Clone the repository:

```bash
git clone https://github.com/ai-iaguzhinskii/cvat_data_flow.git
```

Install the dependencies:

```bash
pip3 install -r requirements.txt
```

## Configuration

Edit the configuration as per your requirements in the [config_file](config.ini):

```ini
[CVAT]
URL = # URL of the CVAT server, e.g., http://localhost:8080
LOGIN = # CVAT user login, e.g., admin
PASS = # CVAT user password, e.g., admin

[DOWNLOAD]
TASKS_IDS = # Task IDs for downloading, e.g., [111, 222, 333]
PROJECTS_IDS = # Project IDs for downloading, e.g., [111, 222, 333]

[DATASET]
FORMAT = # Desired dataset format. Refer to CVAT documentation for options, e.g., coco
SAVE_PATH = # Directory to save the downloaded datasets, e.g., /home/user/datasets
SPLIT = # Define random splits for the dataset, e.g., {"train": 0.8, "val": 0.1, "test": 0.1}

[OPTIONS]
ONLY_BUILD_DATASET = # Toggle to build dataset only if tasks are previously downloaded, e.g., True
LABELS_MAPPING = # Define label mappings, e.g., {"car": "vehicle", "person": "pedestrian"}
DEBUG = # Toggle debug mode, e.g., True
```

## Usage

To run the program:

```bash
python3 cvat_data_flow/main.py
```

Note: Ensure to replace placeholders in the configuration with actual values before executing.

## Installation via PIP

The utility can be installed via pip:

```bash
pip3 install cvat-data-flow
```

## Usage as a Python Package

The utility can also be used as a Python package.
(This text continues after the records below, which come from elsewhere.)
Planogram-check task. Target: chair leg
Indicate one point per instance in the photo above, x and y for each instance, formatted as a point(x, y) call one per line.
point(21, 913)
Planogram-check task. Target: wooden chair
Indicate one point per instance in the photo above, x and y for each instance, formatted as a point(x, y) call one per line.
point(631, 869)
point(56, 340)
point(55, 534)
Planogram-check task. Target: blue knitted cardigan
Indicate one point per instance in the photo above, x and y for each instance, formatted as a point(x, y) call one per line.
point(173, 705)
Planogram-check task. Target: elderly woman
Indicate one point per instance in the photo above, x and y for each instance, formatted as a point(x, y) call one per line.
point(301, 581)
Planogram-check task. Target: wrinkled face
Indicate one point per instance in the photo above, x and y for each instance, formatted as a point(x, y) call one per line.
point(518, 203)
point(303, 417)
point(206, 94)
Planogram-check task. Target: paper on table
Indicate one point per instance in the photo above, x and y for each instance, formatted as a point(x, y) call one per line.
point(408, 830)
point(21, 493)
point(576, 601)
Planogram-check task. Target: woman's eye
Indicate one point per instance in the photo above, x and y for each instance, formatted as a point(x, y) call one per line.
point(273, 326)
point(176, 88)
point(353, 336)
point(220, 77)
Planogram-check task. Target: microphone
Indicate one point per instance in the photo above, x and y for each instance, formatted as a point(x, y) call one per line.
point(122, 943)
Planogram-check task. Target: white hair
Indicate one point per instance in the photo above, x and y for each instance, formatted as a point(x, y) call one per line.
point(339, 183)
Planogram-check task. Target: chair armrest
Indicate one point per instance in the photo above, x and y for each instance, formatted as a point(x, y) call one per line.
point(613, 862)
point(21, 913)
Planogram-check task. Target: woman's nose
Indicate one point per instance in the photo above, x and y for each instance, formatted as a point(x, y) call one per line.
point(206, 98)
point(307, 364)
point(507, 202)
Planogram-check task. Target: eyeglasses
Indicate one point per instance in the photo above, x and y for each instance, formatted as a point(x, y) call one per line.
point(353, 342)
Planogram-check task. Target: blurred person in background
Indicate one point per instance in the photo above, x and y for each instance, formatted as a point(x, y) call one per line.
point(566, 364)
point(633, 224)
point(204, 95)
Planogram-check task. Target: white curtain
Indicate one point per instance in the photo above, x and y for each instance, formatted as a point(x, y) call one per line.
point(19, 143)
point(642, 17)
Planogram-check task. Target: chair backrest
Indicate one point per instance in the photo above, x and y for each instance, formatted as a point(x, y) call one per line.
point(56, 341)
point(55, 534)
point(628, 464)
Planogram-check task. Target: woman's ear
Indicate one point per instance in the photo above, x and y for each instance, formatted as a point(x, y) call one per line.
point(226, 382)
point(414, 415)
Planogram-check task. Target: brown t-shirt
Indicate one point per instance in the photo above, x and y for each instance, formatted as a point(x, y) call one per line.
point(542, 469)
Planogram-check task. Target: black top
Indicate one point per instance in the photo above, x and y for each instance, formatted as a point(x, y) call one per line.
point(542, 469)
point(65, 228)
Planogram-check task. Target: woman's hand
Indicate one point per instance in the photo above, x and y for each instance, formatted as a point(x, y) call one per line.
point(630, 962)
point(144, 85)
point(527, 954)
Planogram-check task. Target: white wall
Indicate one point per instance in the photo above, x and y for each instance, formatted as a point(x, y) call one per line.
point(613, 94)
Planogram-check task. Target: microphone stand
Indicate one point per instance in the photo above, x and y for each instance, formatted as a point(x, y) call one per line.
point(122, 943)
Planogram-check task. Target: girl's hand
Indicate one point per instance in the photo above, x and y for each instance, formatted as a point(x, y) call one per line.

Here's an example:

```python
from cvat_data_flow import CVATDataFlow

cvat_data_flow = CVATDataFlow(
        url='http://cvat.example.com',
        login='username',
        password='password',
        save_path='/path/to/save/dataset',
        projects_ids=[1, 2, 3],
        only_build_dataset=False,
        format='coco',
        split=[('train', 0.7), ('val', 0.2), ('test', 0.1)],
        labels_mapping={'person': 'person', 'car': 'vehicle'}
    )

cvat_data_flow.download_data()
cvat_data_flow.build_dataset()
```

---

## License

This project is licensed under the MIT License - see the [LICENSE](LICENSE) file for details.